8. He querido que el año 2005 sea para toda la comunidad eclesial Año de la Eucaristía. En la carta apostólica que escribí sobre este tema, recordé que «La "cultura de la Eucaristía" promueve una cultura del diálogo, que en ella encuentra fuerza y alimento. Se equivoca quien cree que la referencia pública a la fe menoscaba la justa autonomía del Estado y de las instituciones civiles, o que puede incluso fomentar actitudes de intolerancia» (Mane nobiscum Domine, 26). Por eso, os invito a vosotros, queridos hermanos en el episcopado, así como a todos los sacerdotes y fieles católicos de Francia, a sacar de la Eucaristía la fuerza para dar un testimonio renovado de los auténticos valores morales y religiosos, para proseguir un diálogo confiado y una colaboración serena con todos en el seno de la sociedad civil, y para ponerse al servicio de todos.

Al final de esta carta, quiero expresaros a vosotros y a todos vuestros compatriotas mi agradecimiento por lo que ya se ha hecho en el campo social y mi confianza en el futuro de un buen entendimiento entre todos los componentes de la sociedad francesa, entendimiento del que ya sois testigos. Que sepan todos vuestros compatriotas que los miembros de la comunidad católica de Francia desean vivir su fe en medio de sus hermanos y hermanas, y poner a disposición de todos sus competencias y sus talentos. Que nadie tenga miedo de la actividad religiosa de las personas y de los grupos sociales. Realizada en el respeto de la sana laicidad, no puede menos de ser fuente de dinamismo y promoción del hombre.

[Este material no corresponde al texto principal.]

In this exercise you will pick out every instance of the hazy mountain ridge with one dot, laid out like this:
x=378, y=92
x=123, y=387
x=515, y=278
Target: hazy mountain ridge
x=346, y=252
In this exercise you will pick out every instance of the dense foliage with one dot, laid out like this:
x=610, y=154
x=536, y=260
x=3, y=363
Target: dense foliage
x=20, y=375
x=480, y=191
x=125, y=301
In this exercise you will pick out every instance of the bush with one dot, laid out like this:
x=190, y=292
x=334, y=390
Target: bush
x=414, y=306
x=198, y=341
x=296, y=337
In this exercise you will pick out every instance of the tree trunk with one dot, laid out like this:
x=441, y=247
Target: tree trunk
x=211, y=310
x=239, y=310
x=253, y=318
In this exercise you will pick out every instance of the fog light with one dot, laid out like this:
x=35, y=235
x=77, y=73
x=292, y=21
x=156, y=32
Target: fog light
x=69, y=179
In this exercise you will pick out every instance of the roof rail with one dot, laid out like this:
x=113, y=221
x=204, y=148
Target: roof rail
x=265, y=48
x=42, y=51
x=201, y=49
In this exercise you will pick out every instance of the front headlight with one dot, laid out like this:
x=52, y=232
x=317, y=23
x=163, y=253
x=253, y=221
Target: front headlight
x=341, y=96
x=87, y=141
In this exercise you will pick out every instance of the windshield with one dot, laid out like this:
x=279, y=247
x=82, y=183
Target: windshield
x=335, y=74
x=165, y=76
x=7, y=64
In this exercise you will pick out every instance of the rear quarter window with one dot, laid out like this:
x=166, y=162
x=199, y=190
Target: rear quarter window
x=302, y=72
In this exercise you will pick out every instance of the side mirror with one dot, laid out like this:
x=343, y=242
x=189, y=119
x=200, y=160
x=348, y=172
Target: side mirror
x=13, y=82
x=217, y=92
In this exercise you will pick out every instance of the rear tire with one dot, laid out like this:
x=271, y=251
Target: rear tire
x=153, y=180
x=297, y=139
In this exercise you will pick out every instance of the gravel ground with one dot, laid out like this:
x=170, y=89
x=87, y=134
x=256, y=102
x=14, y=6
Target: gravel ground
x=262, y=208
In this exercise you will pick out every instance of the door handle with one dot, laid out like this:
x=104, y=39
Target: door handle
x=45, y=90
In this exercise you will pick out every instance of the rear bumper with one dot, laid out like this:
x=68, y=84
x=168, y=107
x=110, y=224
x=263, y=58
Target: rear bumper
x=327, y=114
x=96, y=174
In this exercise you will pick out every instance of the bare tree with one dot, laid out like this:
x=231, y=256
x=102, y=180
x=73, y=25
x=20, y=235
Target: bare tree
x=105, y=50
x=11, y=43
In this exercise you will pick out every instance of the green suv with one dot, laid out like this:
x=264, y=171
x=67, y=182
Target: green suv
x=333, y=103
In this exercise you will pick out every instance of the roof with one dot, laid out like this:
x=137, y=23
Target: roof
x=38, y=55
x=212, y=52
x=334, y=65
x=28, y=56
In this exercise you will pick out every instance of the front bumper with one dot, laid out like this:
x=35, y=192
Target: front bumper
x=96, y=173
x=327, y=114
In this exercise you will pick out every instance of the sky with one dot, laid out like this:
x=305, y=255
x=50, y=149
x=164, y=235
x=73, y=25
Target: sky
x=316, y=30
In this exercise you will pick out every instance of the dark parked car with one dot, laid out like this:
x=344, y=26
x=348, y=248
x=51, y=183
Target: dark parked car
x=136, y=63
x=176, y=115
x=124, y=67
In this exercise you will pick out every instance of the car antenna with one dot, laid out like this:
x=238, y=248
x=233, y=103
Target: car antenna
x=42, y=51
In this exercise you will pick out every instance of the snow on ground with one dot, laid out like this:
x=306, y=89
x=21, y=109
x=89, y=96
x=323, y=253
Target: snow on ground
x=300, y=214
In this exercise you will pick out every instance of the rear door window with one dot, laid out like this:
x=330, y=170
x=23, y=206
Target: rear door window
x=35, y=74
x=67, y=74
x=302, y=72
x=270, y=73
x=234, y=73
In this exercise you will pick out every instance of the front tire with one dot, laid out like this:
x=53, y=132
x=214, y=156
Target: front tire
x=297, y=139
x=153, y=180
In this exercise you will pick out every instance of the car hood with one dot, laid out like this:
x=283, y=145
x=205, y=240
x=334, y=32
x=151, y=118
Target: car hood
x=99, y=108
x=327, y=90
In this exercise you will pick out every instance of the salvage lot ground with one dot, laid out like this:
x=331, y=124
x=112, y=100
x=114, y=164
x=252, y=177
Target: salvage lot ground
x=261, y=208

Aliento a los católicos franceses a estar presentes en todos los sectores de la sociedad civil, tanto en los barrios de las grandes ciudades como en la sociedad rural; tanto en el mundo de la economía, de la cultura y de las artes como en el de la política; tanto en las obras caritativas como en el sistema educativo, sanitario y social, manteniendo un diálogo sereno y respetuoso con todos. Deseo que todos los franceses trabajen unidos para el crecimiento de la sociedad, a fin de que todos se beneficien.

Ruego por el pueblo de Francia. Pienso, de modo especial, en las personas y las familias afectadas por dificultades económicas y sociales. Ojalá que se instaure una solidaridad cada vez mayor, para que nadie se vea marginado. Que en este período se preste mayor atención a las personas que no tienen ni vivienda ni comida.

Conservo el recuerdo de las diferentes visitas que he tenido la alegría de realizar a la amada tierra de Francia y, sobre todo, mi inolvidable peregrinación a Lourdes, lugar particularmente amado por los fieles de vuestro país y, más ampliamente, por todas las personas que quieren encomendarse a María. He podido apreciar la profundidad humana y espiritual de la actitud de hombres, mujeres y niños franceses que acuden a la gruta de Massabielle, testimoniando así el trabajo pastoral que realizáis en vuestras diócesis, con los sacerdotes, los religiosos, las religiosas y los laicos comprometidos en la misión de la Iglesia.

Encomendándoos a la intercesión de Nuestra Señora de Lourdes, a la que honramos muy particularmente en este día y a la que se venera en numerosos santuarios de vuestra tierra, y de todos los santos de vuestro país, os imparto a vosotros, así como a todos los fieles de vuestras diócesis, una afectuosa bendición apostólica.